Préparation de shiitakes
Bon, comme je voulais quand même varier un peu les saveurs (c’est un peu le principe intéressant des sushis, non ?) et que j’avais quelques shiitakes (champignons asiatiques) séchés en stock (cadeau ramené par une amie après un voyage en Thaïlande), je me suis dit que j’allais aussi faire des petits makis aux champignons. Par la même occasion, ça me faisait utiliser une deuxième recette assez simple d’un des bouquins. Pour ça, il n’y avait qu’à laisser les champignons tremper quelques heures dans de l’eau froide, puis à les mettre à cuire une grosse demi-heure à feu doux avec l’eau de trempage, de la sauce soja et du sucre. Et à les couper en lamelles pour mieux les utiliser dans les makis, aussi…

Préparation de « crêpes »
Oui, bon, à défaut de nori (les algues japonaises utilisées pour les makis), j’avais vu qu’on pouvait faire une variante de crêpes pour les remplacer sur des sushis sucrés. Pourquoi pas, après tout ? J’ai donc mélangé un œuf avec une vingtaine de centilitres de lait, 100g de farine et un trait de sauce nuoc-mâm, cuit ça comme des crêpes très fines, et hop, le tour était joué !

Dressage des sushis
La partie la plus orientée « travaux manuels », et la plus ludique. Une fois les mains humidifiées avec de l’eau vinaigrée (pour éviter que le riz colle aux mains, sinon ça devient vite assez énervant !), j’ai préparé des petits boudins de riz de la taille d’un sushi pour les recouvrir avec des demi-filets de maquereaux, et j’ai coupé une crêpe en rectangle pour la recouvrir d’une couche de riz, d’une rangée de shiitakes, et pour rouler le tout et couper ça en 8 jolis petits makis.

Service
Au moment de servir, j’en profite pour ressortir un cadeau fait par un collègue japonais : des repose-baguettes en céramique, avec des représentations de figures de Nô peintes à la main. Et en guise de boisson, pour rester dans l’esprit japonais, je sers ça avec un thé genmaicha (thé vert japonais mélangé à des grains de riz grillés). Accessoirement, ça se marie très bien avec le poisson et les plats un peu vinaigrés.

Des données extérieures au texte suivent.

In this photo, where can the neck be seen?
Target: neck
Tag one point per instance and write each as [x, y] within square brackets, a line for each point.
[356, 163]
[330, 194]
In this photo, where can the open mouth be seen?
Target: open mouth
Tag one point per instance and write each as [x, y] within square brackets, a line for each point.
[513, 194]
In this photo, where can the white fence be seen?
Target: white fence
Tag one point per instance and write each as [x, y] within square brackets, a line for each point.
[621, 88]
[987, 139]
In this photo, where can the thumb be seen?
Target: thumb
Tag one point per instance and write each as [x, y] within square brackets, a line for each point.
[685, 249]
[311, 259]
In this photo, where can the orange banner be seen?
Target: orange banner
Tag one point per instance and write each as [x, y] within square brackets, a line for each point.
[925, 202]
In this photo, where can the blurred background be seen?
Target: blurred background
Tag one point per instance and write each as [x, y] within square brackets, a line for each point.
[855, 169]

Sushis au Maquereau et Makis aux Shiitakes

Sushis au Maquereau et Makis aux Shiitakes

Bilan du dîner : certes, c’est long à préparer (je m’y attendais un peu, j’avoue, mais quand il fait moche dehors, c’est plutôt un plaisir qu’autre chose !), mais c’est joli sur la table, c’est bon, et ça permet de découvrir la saveur d’un poisson qu’on n’avait encore jamais goûté ! Bon, ça ne suffit quand même pas à me réconcilier avec les sushis, mais c’est déjà un bon début ! Même si je reconnais que les shiitakes préparés comme ça, c’est un régal !

Sushis suivants : en sortant des recettes…

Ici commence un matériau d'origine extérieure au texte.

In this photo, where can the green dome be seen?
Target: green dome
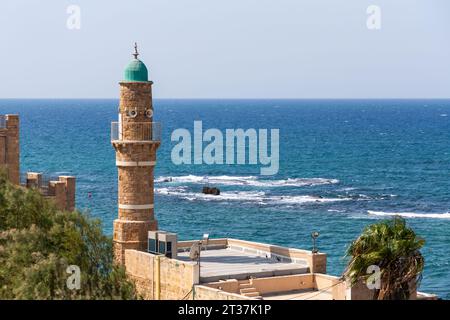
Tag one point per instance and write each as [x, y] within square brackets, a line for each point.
[136, 71]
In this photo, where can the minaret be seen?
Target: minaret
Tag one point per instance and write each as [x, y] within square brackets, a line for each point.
[135, 138]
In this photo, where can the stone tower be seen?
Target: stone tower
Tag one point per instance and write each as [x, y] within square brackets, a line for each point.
[135, 138]
[9, 146]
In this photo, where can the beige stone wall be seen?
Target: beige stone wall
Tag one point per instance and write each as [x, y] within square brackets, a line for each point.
[208, 293]
[279, 284]
[176, 278]
[10, 148]
[61, 191]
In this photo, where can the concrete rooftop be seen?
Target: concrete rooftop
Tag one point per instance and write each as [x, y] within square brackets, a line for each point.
[229, 263]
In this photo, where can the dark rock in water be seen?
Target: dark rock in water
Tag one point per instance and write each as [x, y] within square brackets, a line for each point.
[209, 190]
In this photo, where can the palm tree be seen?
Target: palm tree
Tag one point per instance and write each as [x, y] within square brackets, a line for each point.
[395, 249]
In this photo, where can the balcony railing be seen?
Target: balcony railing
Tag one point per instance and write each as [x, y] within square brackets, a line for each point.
[136, 131]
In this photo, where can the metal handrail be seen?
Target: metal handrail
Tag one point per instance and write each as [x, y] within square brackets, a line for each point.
[136, 131]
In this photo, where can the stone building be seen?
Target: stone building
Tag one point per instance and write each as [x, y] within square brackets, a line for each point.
[61, 190]
[220, 269]
[135, 138]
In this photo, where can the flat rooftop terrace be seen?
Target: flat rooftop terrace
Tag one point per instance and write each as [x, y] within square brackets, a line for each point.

Accessoirement, avec tout le temps passé à préparer ces sushis, j’en avais complètement oublié mon idée de base (et je suppose que tous ceux qui auront lu jusque-là auront aussi complètement oublié de quoi parlait le début de cet article…). Une certaine envie de brochettes de poulet, ça vous dit quelque chose ? Je m’en suis rappelé après avoir terminé le dernier sushi… Et même si ça a complètement chamboulé mon plan de dîner, au final, ça m’a plutôt bien inspiré pour la suite !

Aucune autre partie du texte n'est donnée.